The Reporting Persons intend to review their investment in the Issuer on a continuing basis. Depending on various factors including, without limitation, the Issuer’s financial position and investment strategy, the price levels of the Common Units and the Series A Preferred Units, conditions in the securities markets and general economic and industry conditions, the Reporting Persons intend to continue to consider, explore and/or develop plans and may in the future take such actions with respect to their investment in the Issuer as they deem appropriate including, without limitation, engaging in communications with the Issuer’s management and the Board (including the Conflicts Committee of the Board), engaging in discussions with shareholders of the Issuer and others about the Proposed Transaction, as it may be modified from time to time, and the Issuer and the Reporting Persons’ investment, making proposals to the Issuer concerning changes to the Proposed Transaction, capital allocation strategy, capitalization, ownership structure, other strategic transactions, including business combinations, a sale of the Issuer as a whole or in parts or acquisitions or investments by the Issuer, Board structure (including Board composition), operations of the Issuer, purchasing additional Units, selling some or all of their Units, engaging in short selling of or any hedging or similar transaction with respect to the Units, or take any other actions with respect to their investment in the Issuer permitted by law, including any or all of the actions set forth in paragraphs (a)-(j) of Item 4 of Schedule 13D. The Reporting Persons may at any time reconsider and change their plans or proposals relating to the foregoing.

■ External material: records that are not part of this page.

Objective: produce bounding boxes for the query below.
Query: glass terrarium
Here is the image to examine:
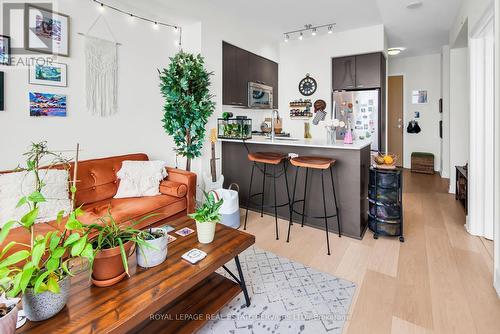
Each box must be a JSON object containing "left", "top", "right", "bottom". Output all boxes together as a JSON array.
[{"left": 217, "top": 118, "right": 252, "bottom": 139}]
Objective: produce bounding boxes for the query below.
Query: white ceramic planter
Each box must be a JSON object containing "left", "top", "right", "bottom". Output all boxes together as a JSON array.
[
  {"left": 196, "top": 222, "right": 216, "bottom": 244},
  {"left": 136, "top": 228, "right": 168, "bottom": 268}
]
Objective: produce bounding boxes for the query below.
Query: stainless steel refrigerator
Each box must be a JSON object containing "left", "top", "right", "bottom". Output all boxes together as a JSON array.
[{"left": 332, "top": 89, "right": 381, "bottom": 151}]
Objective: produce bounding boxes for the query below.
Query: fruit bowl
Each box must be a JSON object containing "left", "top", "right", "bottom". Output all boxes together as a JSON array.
[{"left": 373, "top": 152, "right": 398, "bottom": 169}]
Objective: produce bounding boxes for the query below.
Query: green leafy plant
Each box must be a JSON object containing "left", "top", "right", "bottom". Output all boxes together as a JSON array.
[
  {"left": 0, "top": 142, "right": 94, "bottom": 297},
  {"left": 160, "top": 51, "right": 215, "bottom": 171},
  {"left": 86, "top": 209, "right": 156, "bottom": 276},
  {"left": 188, "top": 192, "right": 224, "bottom": 223}
]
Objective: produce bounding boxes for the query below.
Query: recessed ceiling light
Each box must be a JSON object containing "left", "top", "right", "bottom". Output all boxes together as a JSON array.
[
  {"left": 387, "top": 48, "right": 405, "bottom": 56},
  {"left": 406, "top": 0, "right": 423, "bottom": 9}
]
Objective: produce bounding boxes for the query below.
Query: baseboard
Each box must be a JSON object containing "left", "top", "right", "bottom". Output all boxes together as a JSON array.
[{"left": 493, "top": 268, "right": 500, "bottom": 297}]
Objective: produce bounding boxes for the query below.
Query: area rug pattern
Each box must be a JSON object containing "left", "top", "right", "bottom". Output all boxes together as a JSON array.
[{"left": 199, "top": 247, "right": 356, "bottom": 334}]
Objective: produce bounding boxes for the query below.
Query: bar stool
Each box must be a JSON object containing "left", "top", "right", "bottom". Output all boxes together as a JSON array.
[
  {"left": 243, "top": 152, "right": 290, "bottom": 240},
  {"left": 286, "top": 156, "right": 342, "bottom": 255}
]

Item 5. Interest in Securities of the Issuer.
The responses of the Reporting Persons to rows 7, 8, 9, 10, 11 and 13 on the cover pages of this Schedule 13D are incorporated herein by reference.
(a)–(b) Each Reporting Person’s beneficial ownership of the Common Units as of the date of this Schedule 13D is reflected on that Reporting Person’s cover page. DG Capital and Dov Gertzulin beneficially own, in the aggregate, 3,193,778 Common Units, representing approximately 7.69% of the Issuer’s Common Units issued and outstanding. DG Value beneficially owns 2,746,825 Common Units, representing approximately 6.62% of the Issuer’s Common Units issued and outstanding. The percentages herein are calculated based on 41,513,083 Common Units issued and outstanding as of July 29, 2021, as reported in the Issuer’s Quarterly Report on Form 10-Q filed with the Commission on August 4, 2021.
The Common Units reported herein are held by private investment funds, including DG Value Partners II Master Fund, LP, and separately managed accounts (the “DG Entities”) for which DG Capital serves as the investment manager. Dov Gertzulin serves as the managing member of DG Capital. By virtue of these relationships, the Reporting Persons may be deemed to have shared voting and dispositive power with respect to the Common Units owned directly by the DG Entities. This report shall not be deemed an admission that the Reporting Persons are beneficial owners of the Common Units for purposes of Section 13 of the Securities Exchange Act of 1934, as amended, or for any other purpose. Each of the Reporting Persons disclaims beneficial ownership of the Units reported herein except to the extent of the Reporting Person’s pecuniary interest therein.
(c) On October 11, 2021, DG Capital acquired through two open market purchases (i) 1,202 Common Units at a price of $3.23 per unit, and (ii) 798 Common Units as a price of $3.23 per unit. There have been no other transactions effected by the Reporting Persons during the past sixty (60) days with respect to the Issuer’s Common Units.